- Developer: Blue Isle Studios
- Publisher: Blue Isle Publishing
- Platform: Windows
- Release: 2026
- Genre: Survival horror
- Mode: Single-player

= S – Lost Chapters =

Upcoming video game

S: Lost Chapters is an upcoming survival horror game developed and published by Blue Isle Studios, scheduled for release on Windows. Following Slender: The Arrival (2013), it will be the third entry in the Slender series of video games that started with The Eight Pages (2012).

== Plot ==
As a sequel to Slender: The Arrival, S: Lost Chapters will build on and expand the lore around the creepypasta character Slender Man. The game will narratively mix both old and new stories, taking place at familiar and unknown locations and introducing new characters. Blue Isle Studios described the plot as a "narrative where the events of the past merge with the mysteries of the present, creating a web of interconnected stories". S: Lost Chapters is expected to use the cut portion of the Slender: The Arrival storyline that was written by Troy Wagner, Joseph DeLage, and Tim Sutton, which reportedly was downsized to 20% of its original plot.

== Gameplay ==
Similar to its predecessors, S: Lost Chapters is a survival horror game played from a first-person perspective. It will feature new enemies, both new and old settings, and new game mechanics. Compared to The Eight Pages (2012) and The Arrival (2013), whose gameplay was simple and consisted primarily of walking, hiding, dodging, and escaping, Lost Chapters will feature more complex, survival-centered mechanics requiring strategic thinking and decision-making.
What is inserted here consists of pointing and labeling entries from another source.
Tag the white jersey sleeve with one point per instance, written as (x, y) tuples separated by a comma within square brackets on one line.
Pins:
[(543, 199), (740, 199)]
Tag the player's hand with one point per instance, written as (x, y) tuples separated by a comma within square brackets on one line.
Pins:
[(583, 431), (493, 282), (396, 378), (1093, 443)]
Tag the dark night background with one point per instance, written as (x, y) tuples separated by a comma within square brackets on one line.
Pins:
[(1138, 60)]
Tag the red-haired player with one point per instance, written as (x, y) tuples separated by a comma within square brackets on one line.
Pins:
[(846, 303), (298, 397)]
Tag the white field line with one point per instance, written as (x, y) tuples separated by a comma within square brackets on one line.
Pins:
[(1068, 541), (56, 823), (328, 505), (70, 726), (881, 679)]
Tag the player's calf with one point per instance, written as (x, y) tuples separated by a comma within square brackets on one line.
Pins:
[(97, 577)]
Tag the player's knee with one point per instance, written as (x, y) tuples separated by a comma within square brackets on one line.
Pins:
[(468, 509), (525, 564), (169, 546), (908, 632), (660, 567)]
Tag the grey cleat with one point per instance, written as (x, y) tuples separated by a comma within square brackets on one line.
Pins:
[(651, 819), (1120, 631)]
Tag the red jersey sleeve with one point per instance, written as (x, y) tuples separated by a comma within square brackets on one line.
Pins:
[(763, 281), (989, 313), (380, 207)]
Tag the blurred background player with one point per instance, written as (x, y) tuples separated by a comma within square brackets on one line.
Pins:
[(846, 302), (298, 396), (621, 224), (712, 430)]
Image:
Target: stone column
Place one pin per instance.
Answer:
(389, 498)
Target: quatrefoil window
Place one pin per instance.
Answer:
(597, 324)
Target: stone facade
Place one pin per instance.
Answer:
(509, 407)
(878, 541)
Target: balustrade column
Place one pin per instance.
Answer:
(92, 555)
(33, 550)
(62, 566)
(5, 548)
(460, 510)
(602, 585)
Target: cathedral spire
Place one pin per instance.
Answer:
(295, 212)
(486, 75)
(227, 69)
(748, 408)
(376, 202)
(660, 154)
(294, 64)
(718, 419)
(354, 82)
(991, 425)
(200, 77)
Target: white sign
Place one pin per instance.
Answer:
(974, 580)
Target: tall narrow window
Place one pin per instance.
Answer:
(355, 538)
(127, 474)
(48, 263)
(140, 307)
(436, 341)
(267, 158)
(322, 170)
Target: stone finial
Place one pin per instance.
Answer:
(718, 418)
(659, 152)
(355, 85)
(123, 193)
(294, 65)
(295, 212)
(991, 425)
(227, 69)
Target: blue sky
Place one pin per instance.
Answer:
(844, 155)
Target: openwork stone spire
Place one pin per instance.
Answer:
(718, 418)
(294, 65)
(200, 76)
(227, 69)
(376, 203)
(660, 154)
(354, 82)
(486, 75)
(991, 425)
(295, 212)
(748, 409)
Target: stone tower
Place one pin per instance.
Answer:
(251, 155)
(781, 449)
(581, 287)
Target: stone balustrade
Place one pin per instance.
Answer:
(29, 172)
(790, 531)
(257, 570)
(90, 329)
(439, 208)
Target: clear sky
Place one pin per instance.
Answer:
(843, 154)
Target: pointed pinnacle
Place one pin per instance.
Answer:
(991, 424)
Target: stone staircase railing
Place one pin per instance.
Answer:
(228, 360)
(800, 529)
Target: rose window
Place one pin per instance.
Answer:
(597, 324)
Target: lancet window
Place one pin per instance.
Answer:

== Development and release ==
In a 2014 interview with the horror game news and review website Rely On Horror about the studio's future plans, Blue Isle Studios stated that "there's still enormous potential for all kinds of stories to be told in this [the Slender Man's] universe", and that "[d]oing a sequel or even a trilogy has definitely crossed our minds at some point".

Following the release of a 14-second teaser trailer on June 22, 2023, and a countdown on its official website, S: Lost Chapters was announced by Blue Isle Studios on July 27, 2023, alongside the tenth-anniversary remake of Slender: The Arrival. Said announcement included screenshots of the game, but no formal trailer was released. In an October 2023 interview with Game Rant, Brenden Frank, the co-founder and technical director of Blue Isle Studios, said: "The game is under tight wraps, and until we’re ready to make bigger announcements, we intend to keep it that way". Originally planned for a release sometime in 2024, the game was delayed. It will be available on Windows via Steam.